Rule based anomaly detection techniques learn rules that capture the normal behavior of a system. A test instance that is not covered by any such rule is considered as an anomaly. Rule based techniques have been applied in multi-class as well as one-class setting.

A basic multi-class rule based technique consists of two steps. First step is to learn rules from the training data using a rule learning algorithm. Each rule has an associated confidence value which is proportional to ratio between the number of training instances correctly classified by the rule and the total number of training instances covered by the rule. Second step is to find, for each test instance, the rule that best captures the test instance. The inverse of the confidence associated with the best rule is the anomaly score of the test instance.

Association rule mining has been used for one-class anomaly detection by generating rules from the data in an unsupervised fashion. Association rules are generated from a categorical data set. To ensure that the rules correspond to strong patterns, a support threshold is used to prune out rules with low support.

Disadvantages of classification-based techniques are as follows:

Multi-class classification-based techniques rely on availability of accurate labels for various normal classes, which is often not possible.
Classification-based techniques assign a label to each test instance, which can also become a disadvantage when a meaningful anomaly score is desired for the test instances.

The concept of nearest neighbor analysis has been used in several anomaly detection techniques. Such techniques are based on the following key assumption: Normal data instances occur in dense neighborhoods, while anomalies occur far from their closest neighbors. Nearest neighbor based anomaly detection techniques require a distance or similarity measure defined between two data instances. Nearest neighbor-based anomaly detection techniques can be broadly grouped into two categories: (1) Techniques that use the distance of a data instance to its kth nearest neighbor as the anomaly score. (2) Techniques that compute the relative density of each data instance to compute its anomaly score.

Density-based anomaly detection techniques estimate the density of the neighborhood of each data instance. An instance that lies in a neighborhood with low density is declared to be anomalous while an instance that lies in a dense neighborhood is declared to be normal. Density based techniques perform poorly if the data has regions of varying densities. To handle the issue of varying densities in the data set, a set of techniques have been proposed to compute density of instances relative to the density of their neighbors.

Advantages of nearest neighbor based techniques: Adapting nearest neighbor based techniques to a different data type is straight-forward, and primarily requires defining an appropriate distance measure for the given data.
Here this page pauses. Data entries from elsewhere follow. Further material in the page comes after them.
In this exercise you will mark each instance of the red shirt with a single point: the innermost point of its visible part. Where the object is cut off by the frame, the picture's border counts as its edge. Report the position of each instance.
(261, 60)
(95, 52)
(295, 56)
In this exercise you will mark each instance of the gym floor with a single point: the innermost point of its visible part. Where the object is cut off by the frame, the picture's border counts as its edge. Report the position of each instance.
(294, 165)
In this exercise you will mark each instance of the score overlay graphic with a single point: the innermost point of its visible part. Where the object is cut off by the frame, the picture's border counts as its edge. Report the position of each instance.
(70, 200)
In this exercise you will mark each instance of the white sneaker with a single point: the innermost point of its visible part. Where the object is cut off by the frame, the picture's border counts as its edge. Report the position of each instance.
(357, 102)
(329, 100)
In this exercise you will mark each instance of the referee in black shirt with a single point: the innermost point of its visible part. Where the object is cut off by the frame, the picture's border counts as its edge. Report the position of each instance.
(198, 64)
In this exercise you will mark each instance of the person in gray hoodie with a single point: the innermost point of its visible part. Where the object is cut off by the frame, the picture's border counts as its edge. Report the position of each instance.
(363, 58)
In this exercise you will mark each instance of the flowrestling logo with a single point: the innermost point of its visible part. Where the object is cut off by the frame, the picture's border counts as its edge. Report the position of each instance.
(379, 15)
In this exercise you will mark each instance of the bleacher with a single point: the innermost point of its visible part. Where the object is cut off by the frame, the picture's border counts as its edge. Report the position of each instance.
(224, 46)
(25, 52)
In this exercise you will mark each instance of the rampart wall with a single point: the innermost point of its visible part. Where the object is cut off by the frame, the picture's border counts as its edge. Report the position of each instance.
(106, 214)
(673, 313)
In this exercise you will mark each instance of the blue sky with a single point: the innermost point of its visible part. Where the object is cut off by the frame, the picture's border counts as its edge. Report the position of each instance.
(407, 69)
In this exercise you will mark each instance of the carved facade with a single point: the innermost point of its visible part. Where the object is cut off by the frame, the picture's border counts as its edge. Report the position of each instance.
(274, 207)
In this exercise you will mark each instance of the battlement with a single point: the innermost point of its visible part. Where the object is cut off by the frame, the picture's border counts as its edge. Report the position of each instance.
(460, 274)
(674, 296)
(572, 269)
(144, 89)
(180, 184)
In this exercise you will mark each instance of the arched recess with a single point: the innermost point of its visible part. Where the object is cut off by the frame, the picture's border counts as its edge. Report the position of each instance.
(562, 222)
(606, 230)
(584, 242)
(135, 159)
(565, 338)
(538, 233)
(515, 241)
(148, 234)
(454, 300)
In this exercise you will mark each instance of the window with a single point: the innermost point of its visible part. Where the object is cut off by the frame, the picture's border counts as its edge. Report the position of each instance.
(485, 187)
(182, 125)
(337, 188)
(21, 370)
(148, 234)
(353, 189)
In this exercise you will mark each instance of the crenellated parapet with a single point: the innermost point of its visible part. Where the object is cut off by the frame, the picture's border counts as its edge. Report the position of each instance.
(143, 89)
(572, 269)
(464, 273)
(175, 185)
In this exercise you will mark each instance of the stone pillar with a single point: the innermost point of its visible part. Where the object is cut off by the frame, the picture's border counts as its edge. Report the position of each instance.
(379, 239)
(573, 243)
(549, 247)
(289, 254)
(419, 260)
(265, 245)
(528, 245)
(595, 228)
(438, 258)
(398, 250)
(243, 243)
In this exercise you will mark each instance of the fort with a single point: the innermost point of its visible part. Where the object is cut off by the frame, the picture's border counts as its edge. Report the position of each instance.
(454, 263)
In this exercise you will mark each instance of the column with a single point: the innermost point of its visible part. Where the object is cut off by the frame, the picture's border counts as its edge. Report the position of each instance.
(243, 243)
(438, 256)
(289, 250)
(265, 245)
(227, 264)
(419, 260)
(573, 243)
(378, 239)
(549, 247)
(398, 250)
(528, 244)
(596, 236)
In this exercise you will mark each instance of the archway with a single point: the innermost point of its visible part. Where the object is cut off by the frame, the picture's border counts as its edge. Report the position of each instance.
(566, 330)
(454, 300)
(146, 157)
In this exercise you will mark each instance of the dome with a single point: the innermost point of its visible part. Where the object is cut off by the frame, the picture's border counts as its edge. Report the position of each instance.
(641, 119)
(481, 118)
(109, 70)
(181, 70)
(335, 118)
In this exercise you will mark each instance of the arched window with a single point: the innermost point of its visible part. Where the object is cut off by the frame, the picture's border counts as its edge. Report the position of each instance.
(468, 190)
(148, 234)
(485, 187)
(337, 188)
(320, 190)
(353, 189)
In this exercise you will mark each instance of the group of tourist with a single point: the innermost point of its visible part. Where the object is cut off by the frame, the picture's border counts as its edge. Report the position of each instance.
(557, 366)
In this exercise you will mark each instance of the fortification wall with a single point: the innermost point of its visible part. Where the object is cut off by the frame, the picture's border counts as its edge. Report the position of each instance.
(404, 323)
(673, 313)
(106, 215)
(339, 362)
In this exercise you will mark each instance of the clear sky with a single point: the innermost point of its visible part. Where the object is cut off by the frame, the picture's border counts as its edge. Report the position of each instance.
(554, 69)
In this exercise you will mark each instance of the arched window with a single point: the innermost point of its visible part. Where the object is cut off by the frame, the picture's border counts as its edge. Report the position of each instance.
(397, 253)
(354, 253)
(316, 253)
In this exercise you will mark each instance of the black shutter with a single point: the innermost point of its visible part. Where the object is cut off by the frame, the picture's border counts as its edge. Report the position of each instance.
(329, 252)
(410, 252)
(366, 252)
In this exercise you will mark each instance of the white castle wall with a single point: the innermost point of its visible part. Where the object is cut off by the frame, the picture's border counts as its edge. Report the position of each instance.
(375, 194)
The disadvantages of nearest neighbor based techniques: For unsupervised techniques, if the data has normal instances that do not have enough close neighbors or if the data has anomalies that have enough close neighbors, the technique fails to label them correctly, resulting in missed anomalies.

Clustering is used to group similar data instances into clusters. The first category of clustering based techniques rely on the following assumption: Normal data instances belong to a cluster in the data, while anomalies do not belong to any cluster. Techniques based on the above assumption apply a known clustering based algorithm to the data set and declare any data instance that does not belong to any cluster as anomalous. Note that if the anomalies in the data form clusters by themselves, the above discussed technique will not be able to detect such anomalies.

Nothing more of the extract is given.